RTLLMEntropy segments a reasoning trace by identifying local increases/decreases in the language model’s predictive uncertainty.
Intuitively, when the model transitions between reasoning steps (e.g., after a sentence boundary), the distribution over next tokens can change abruptly. This engine operationalizes that via token-level entropy computed under forced decoding of the trace.

The method is model-driven but does not require generating text: it runs a single pass over the trace and computes an uncertainty signal.

Method (high-level)

Given a trace x = (t_1, …, t_n) tokenized under a causal LM:

Forced decoding pass
For each position i, compute the next-token distribution p(· | t_<i) and its entropy: [ H_i = - \sum_v p(v|t_{<i}) \log p(v|t_{<i}) ] The true next token t_i is then forced as input for the next step.
Local window comparison
For candidate boundary positions i, compare the mean entropy in a preceding and following window:
- prev = mean(H_{i-window : i})
- next = mean(H_{i : i+window})
- delta = next - prev
Candidate filtering at punctuation
Deltas are computed only at punctuation anchors (hard punctuation), i.e. when the previous token corresponds to one of:
- . ! ? \n
Z-normalization + thresholding
The delta values are z-scored (delta_z). A threshold is set as a percentile (quantile) of delta_z.
A boundary is inserted when:
- delta_z < threshold
(i.e., the entropy shift is sufficiently “low” relative to the distribution—see Notes below on interpretation.)
Offsets output
The boundary token positions are converted into character offsets and returned as (start, end) segments.
Labels are currently returned as "UNK" for all segments.

Models used

The engine supports (and was designed to run with) the following chat/instruction-tuned causal LMs:

Qwen/Qwen2.5-7B-Instruct-1M
Qwen/Qwen2.5-7B-Instruct
mistralai/Mixtral-8x7B-Instruct-v0.1

Implementation details:

Uses AutoModelForCausalLM and AutoTokenizer.
Uses tokenizer.apply_chat_template(...) to wrap the trace with a system_prompt.
Runs with device_map="auto" and torch_dtype="auto".

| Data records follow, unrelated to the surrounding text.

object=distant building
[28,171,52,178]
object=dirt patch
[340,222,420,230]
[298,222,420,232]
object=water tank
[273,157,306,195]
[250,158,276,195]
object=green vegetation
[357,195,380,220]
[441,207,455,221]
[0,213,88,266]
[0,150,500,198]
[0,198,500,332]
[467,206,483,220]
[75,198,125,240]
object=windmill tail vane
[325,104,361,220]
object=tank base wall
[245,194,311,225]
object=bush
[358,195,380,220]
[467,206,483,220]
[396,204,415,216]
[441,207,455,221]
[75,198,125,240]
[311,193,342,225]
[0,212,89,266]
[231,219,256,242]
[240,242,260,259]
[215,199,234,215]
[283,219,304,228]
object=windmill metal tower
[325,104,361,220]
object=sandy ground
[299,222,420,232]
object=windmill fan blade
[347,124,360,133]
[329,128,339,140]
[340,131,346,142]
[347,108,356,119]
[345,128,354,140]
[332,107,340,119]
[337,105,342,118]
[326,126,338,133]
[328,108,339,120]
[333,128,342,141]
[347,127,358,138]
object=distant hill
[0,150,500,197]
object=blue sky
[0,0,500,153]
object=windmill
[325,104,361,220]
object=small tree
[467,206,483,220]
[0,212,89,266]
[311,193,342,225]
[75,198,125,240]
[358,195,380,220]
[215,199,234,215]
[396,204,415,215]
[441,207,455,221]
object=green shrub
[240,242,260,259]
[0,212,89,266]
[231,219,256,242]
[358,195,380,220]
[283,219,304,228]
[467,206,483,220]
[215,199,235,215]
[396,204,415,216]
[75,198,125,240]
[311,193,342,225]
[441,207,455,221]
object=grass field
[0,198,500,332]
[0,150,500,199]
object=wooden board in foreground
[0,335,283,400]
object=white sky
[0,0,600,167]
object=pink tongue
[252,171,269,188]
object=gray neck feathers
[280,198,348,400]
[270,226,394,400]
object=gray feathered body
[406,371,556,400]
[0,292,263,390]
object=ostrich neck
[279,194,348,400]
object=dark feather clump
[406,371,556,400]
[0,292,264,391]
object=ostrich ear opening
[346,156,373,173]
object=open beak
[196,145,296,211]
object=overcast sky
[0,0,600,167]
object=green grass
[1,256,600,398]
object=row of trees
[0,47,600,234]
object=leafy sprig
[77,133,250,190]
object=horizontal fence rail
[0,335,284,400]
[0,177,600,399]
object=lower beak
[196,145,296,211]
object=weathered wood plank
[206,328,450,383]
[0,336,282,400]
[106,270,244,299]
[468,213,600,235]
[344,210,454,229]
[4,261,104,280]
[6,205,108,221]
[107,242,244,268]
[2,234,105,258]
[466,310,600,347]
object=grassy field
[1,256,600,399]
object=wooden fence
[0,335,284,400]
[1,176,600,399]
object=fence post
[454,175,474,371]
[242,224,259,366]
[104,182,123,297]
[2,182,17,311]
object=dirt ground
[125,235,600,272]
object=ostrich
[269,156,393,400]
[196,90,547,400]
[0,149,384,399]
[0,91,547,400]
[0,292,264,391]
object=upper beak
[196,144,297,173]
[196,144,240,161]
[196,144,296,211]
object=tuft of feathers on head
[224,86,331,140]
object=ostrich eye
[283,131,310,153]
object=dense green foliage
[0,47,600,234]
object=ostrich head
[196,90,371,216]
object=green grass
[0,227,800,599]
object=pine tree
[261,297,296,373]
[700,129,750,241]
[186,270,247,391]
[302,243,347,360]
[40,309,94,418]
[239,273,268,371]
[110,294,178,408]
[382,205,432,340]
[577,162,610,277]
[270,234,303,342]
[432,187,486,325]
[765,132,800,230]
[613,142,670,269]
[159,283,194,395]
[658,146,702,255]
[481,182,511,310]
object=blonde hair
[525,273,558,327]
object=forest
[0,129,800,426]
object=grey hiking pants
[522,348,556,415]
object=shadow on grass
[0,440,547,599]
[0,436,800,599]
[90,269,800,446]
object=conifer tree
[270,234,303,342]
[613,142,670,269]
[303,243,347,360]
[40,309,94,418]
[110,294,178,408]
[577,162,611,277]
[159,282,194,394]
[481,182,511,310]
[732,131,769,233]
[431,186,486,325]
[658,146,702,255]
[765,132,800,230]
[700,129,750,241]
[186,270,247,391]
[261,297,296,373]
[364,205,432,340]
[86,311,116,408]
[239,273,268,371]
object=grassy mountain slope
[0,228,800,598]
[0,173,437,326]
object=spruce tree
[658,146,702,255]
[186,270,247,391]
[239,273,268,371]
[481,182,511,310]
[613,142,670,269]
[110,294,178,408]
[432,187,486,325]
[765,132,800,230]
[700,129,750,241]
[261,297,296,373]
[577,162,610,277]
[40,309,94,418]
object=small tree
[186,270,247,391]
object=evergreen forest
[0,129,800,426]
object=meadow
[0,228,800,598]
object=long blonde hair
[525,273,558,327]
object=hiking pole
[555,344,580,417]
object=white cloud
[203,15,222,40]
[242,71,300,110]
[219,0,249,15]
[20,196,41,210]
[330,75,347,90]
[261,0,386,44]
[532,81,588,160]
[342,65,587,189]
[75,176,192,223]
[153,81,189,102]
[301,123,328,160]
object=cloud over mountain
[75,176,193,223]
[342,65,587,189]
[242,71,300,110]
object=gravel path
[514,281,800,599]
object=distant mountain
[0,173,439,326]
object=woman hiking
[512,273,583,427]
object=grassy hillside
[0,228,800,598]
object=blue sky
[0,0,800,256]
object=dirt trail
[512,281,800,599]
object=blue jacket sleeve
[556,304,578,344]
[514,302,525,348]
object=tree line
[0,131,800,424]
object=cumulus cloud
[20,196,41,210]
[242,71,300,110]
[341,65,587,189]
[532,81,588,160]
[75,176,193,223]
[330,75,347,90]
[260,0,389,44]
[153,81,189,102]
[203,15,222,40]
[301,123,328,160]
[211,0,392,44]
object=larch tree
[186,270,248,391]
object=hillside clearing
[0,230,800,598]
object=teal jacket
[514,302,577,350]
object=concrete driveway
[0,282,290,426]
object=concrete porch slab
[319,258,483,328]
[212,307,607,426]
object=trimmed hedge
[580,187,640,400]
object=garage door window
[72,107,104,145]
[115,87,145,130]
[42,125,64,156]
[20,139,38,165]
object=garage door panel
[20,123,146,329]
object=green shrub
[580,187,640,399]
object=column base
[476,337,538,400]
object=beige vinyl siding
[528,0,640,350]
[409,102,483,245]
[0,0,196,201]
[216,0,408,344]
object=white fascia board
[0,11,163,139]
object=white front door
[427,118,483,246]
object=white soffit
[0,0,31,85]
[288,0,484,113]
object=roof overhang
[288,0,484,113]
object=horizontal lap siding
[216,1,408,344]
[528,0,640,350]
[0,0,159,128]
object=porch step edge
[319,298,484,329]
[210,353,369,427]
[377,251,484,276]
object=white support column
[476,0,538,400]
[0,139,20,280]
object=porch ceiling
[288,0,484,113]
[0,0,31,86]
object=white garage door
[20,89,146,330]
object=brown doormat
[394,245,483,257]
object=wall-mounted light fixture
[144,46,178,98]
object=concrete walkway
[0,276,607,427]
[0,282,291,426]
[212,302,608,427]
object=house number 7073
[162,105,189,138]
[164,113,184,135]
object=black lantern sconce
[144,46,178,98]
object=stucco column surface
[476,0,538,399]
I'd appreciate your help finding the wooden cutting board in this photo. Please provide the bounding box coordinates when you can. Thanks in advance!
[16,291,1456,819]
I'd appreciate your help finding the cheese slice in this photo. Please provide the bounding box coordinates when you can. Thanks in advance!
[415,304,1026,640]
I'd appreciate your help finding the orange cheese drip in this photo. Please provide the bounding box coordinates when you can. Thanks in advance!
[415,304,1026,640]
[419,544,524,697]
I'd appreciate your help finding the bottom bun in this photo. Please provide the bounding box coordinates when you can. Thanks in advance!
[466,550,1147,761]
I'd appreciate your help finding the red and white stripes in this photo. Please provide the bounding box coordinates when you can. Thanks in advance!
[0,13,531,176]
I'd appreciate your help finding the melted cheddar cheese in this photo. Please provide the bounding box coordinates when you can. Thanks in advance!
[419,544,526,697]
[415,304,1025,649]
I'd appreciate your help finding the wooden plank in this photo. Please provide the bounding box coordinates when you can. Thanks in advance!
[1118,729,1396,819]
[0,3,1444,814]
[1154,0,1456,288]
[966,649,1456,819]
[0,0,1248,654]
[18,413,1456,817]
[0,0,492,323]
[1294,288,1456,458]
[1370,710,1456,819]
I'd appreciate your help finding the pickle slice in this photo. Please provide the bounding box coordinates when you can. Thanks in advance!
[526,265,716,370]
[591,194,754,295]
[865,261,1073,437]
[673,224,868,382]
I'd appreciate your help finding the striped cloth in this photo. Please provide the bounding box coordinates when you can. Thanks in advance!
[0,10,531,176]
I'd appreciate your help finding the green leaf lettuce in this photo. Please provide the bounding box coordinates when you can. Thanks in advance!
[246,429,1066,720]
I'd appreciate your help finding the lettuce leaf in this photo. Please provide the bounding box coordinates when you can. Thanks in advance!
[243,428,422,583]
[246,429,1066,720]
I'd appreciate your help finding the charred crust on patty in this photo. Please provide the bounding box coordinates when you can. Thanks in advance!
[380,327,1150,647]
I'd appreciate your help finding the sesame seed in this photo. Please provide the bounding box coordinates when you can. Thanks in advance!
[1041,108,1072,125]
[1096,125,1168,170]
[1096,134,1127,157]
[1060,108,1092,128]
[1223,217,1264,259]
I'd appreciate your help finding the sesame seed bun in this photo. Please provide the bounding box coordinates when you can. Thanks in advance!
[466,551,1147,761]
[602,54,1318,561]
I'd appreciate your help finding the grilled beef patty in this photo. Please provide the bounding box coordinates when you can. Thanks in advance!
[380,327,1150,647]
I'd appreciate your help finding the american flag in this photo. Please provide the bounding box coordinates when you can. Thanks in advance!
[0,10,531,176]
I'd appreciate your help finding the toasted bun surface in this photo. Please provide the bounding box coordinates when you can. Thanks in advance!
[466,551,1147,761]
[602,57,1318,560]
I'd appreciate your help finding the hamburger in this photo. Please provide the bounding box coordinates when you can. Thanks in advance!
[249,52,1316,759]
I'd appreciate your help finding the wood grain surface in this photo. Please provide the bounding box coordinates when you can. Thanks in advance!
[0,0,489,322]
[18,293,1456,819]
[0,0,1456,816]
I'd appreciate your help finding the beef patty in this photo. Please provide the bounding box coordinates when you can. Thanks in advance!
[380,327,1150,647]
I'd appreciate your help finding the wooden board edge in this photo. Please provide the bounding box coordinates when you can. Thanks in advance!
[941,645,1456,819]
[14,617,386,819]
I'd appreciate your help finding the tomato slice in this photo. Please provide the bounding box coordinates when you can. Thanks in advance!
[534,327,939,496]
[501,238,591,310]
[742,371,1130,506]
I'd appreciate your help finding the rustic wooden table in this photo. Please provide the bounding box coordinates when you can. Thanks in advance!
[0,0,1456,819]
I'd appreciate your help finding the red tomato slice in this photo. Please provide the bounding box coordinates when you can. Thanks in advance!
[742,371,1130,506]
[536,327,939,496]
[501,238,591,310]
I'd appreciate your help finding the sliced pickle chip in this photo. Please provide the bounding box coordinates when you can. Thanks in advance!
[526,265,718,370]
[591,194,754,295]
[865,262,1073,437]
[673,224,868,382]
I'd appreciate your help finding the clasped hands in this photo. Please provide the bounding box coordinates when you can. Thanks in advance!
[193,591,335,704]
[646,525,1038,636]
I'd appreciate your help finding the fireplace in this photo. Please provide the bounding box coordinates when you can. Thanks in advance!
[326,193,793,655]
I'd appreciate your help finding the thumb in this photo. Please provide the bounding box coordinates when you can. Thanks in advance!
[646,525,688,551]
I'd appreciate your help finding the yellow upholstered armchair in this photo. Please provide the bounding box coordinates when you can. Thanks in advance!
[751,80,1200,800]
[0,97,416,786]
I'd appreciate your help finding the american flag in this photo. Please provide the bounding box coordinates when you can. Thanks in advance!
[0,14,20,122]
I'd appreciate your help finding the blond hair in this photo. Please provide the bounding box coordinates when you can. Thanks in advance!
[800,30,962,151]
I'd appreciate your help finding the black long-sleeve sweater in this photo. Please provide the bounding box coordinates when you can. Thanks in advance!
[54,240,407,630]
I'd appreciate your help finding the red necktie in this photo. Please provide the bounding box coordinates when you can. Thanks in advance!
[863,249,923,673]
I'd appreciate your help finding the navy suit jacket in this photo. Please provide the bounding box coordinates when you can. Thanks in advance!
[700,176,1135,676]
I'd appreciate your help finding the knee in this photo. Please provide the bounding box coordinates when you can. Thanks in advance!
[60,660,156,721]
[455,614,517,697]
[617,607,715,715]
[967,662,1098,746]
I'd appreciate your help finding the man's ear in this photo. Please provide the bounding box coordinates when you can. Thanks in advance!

If your experiments used a subset of these models, list the exact ones in the paper/docs for reproducibility.

Key parameters

system_prompt: str
System instruction used in the chat template. This affects token distributions and therefore the entropy signal.
model_name: str
One of the supported model identifiers above.
window: int (default: 30 in _segment, 6 in _trace_pass)
Window size used to compute local mean entropies before/after a candidate boundary.
quantile: int (default: 10)
Percentile used to set the threshold over delta_z. Lower values typically imply a more conservative threshold (fewer splits), higher values typically imply more permissive splitting—subject to the sign convention (see Notes).
max_kv_tokens: int (default: 512)
Maximum length of cached context for the LM KV cache. If exceeded, the cache is truncated.

Usage

from rt_seg import RTSeg
from rt_seg import RTLLMEntropy

trace = "First step... Then second step... Finally conclude."

segmentor = RTSeg(
    engines=RTLLMEntropy,
    seg_base_unit="clause",   # base unit may be ignored by this engine; included for API consistency
)

offsets, labels = segmentor(
    trace,
    system_prompt="You are a helpful assistant that reads reasoning traces.",
    model_name="Qwen/Qwen2.5-7B-Instruct",
    window=30,
    quantile=10,
    max_kv_tokens=512,
)

segments = [trace[s:e] for s, e in offsets]